Computer Vision: Upsampling2D & Conv2DTranspose layers in TensorFlow
Upsampling means increase the dimensions of an image. It is used in decoders of segmentation algorithms, creating an image of a random vector sample with GANs and improving an image’s quality, etc. The up-sampling technique increases the resolution as well as the size of the image.
There are two ways of upsampling. Either we scale the original image up, or we use something called Transpose convolution/deconvolution.
SCALING
The new pixels that are added are generated with some kind of interpolation/Scaling method.
Two main methods amongst the plethora that are available are:
1. nearest neighbor interpolation: in which the upsampled pixel is a copy of the closest pixel from the pool.

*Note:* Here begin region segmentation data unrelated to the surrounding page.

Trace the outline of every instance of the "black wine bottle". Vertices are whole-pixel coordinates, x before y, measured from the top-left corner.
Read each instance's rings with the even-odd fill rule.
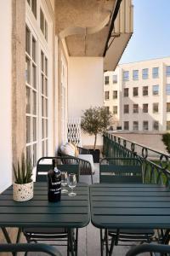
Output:
[[[55,166],[53,160],[53,168],[48,172],[48,199],[49,201],[56,202],[61,197],[61,172]]]

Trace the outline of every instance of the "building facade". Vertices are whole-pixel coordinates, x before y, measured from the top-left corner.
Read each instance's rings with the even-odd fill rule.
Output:
[[[103,73],[117,65],[130,39],[133,5],[6,0],[0,21],[1,193],[23,151],[36,171],[40,157],[54,155],[67,141],[68,118],[103,105]],[[82,145],[93,144],[87,140]]]
[[[104,76],[104,102],[113,129],[170,130],[170,57],[118,65]]]

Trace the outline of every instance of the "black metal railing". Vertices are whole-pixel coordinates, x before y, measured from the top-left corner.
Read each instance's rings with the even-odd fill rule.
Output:
[[[105,133],[103,154],[105,157],[139,158],[143,163],[144,182],[170,187],[170,156],[162,152]]]

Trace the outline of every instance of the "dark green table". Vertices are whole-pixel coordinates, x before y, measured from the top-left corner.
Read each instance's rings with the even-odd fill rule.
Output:
[[[90,204],[99,229],[170,229],[170,190],[163,186],[93,184]]]
[[[90,221],[89,189],[77,184],[76,195],[62,195],[57,203],[48,202],[47,183],[34,183],[34,197],[25,202],[13,201],[12,186],[0,195],[0,227],[8,242],[11,242],[6,227],[65,227],[71,234]],[[20,239],[18,234],[17,242]]]

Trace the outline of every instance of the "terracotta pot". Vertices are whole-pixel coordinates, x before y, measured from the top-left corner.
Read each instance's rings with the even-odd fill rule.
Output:
[[[33,197],[33,182],[25,184],[13,184],[13,199],[16,201],[25,201]]]

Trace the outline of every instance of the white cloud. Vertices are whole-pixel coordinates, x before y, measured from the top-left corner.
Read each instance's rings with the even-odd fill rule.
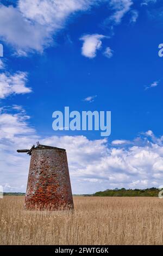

2. bilinear interpolation: we calculate the weighted distance between each nearest pixel using linear interpolation and calculate the new pixel.
3. bicubic interpolation: we choose the nearest pixel in this approach as well, but instead of linear interpolation to calculate the new pixel value, we have to choose 3rd order polynomial interpolation. This takes somewhat more time than the other two methods but gives better and smoother results.
TensorFlow API: Upsampling2D is a simple and fast API that is mostly used in Keras to upsample images from the results of the pooling (pooling after Convnets). It is added as a layer to the model.
tf.keras.layers.UpSampling2D(
size=(2, 2), data_format=None, interpolation='nearest', **kwargs
)
In code to use upsampling is specified as a layer with a number of properties.
The size is the upsampling window size. For example, if it’s two comma two is shown here, any pixel will be upsampled to a two-by-two pixel array of four pixels.
The data_format parameter is used to determine how Keras loads the data and the order of the parameters and then when it loads it.
- The option channels first means that when listing out the dimensions, the channel dimension is listed before the height and the width.